Rework the tiny widget to cram even more information into it.
The tiny widget is nominally meant for edge cases like exceptionally
small screens or landscape mode, but apparently it's triggered on some
devices in normal use because of platform fragmentation and OEM insanity.
Update the tiny widget layout with some new buttons in order to make it
more usable in mnormal use. This is still nowehre near ideal. For
example, when triggering the layout on my device, it ends up squishing
the buttons. But it should probably work better outside of those edge
cases.
Hack around more insane lollipop bugs, such as:
- The angular auxio icon crashing the system UI
- Optimized icons being corrupted
- Setting image alpha not working properly
I really wish I could drop support for this horrible version, but I
either have to wait for a major library to drop support or for the
usage numbers to reach 1%.
Remove references to android system strings, in favor of in-house
translations.
Previously Auxio would use the `android.R.string.ok` and
`android.R.string.cancel` strings to represent Ok and Cancel
respectively, but these system strings are actually untranslated on
some devices, so it is better for i18n if we use our own strings
for such.
Implement a UI frontend for customizing the ReplayGain pre-amp value.

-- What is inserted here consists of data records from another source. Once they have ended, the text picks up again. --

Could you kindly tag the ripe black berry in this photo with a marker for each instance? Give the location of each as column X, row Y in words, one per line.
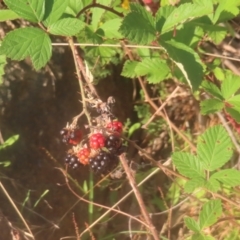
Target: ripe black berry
column 72, row 161
column 113, row 143
column 103, row 162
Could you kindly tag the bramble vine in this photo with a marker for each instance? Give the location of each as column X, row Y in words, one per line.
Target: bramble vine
column 153, row 47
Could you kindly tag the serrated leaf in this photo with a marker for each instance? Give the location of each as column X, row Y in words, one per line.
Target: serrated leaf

This finally completes Auxio's ReplayGain implementation. Not only
that, it also shows how Auxio can use positive ReplayGain values,
unlike other apps.
As a side-note, this also fiddles with the dialog style somewhat.
I got carried away.
Resolves#114.
Implement an internal setting for a ReplayGain pre-amp setting.

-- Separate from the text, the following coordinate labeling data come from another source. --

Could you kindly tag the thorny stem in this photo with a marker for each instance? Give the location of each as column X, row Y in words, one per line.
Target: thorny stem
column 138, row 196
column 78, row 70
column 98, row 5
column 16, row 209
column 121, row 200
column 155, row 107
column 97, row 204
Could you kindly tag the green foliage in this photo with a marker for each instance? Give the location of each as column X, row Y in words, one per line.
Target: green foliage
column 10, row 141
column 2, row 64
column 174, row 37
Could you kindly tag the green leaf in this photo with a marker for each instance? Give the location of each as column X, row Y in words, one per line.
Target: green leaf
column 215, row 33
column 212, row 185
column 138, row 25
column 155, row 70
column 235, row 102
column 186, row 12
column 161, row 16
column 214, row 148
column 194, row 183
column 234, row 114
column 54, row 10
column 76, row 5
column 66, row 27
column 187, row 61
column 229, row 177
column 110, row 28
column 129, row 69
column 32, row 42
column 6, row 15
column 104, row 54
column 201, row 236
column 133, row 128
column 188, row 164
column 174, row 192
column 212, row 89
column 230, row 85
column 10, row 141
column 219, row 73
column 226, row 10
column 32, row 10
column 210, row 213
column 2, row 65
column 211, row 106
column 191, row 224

Pre-amp is a lot like above reference volume regarding Auxio's
ReplayGain implementation, where I want to implement it in order
to allow ReplayGain to graduate from being labeled "experimental".
No UI frontend has been implemented just yet.

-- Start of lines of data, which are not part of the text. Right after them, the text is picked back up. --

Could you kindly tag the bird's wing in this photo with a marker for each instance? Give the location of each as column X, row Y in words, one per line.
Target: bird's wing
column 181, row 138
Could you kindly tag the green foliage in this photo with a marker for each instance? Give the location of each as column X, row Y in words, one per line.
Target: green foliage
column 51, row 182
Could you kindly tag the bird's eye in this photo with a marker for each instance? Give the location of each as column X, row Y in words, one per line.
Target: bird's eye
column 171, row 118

Add sorting modes for duration and song count.
This was requested previously in the now-closed UI/UX changes
megathread, however I have only gotten to it now.
Rework the sort implementation to allow Auxio to leverage it's sorting
capabilities in a more powerful manner.
This is mostly the removal of stupid redunant methods and the change of
Sort overrides to sort in-place. This just gives us the option to avoid
full blown list copies in cases where such is reasonable.
Finalize the disc number implementation within Auxio.
This is probably one of the most widely-requested features outside
of playlisting. This implementation also adds some more fine grained
sorting modes for disc numbers in particular, which actually removes
some of the quirkiness of the Sort class.
Resolves#96.
Do some miscellanious formatting reworks.
1. Remove all instances of m in favor of _. _ is only used when names
collide or if something should be internal.
2. Make fragments apply their own click listeners.
3. Remove instances of inc/dec and replace them with the more
straightfoward + 1 or - 1.
Create a ViewModel for the more complicated navigation pathways.
Normally, navigation was fragmented along a complicated stretch of
fragment hacks and DetailViewModel's navToItem attitbute, both of which
were not really that ideal. Dumpster them for a single, unified
viewmodel for the more complicated navigation situations. This removes
much of the duplicate navigation logic and is likely much more
maintainable for future situations.
Implement support for positive ReplayGain values.
Turns out the blocker for this with the new AudioProcessor was that
I did not properly clamp PCM data when I manipulated the data,
resulting in target samples like 75491 being truncated to lower
values like 9955, which resulted in popping. This is a niche addition,
but also puts Auxio in a category that no other (FOSS) android music
player currently occupies. Yay.
Resolves#115.
Audit null safety to remove extraneous and stupid calls while
optimizing certain checks here and there.
This commit is primarily centered around the introduction of a new
utility: unlikelyToBeNull. This call uses requireNotNull on debug
builds and !! on release builds, which allows for bug catching in
an easier manner on normal builds while also allowing for
optimizations on the release builds.
Migrate all esoteric adapters to the new RecyclerView framework.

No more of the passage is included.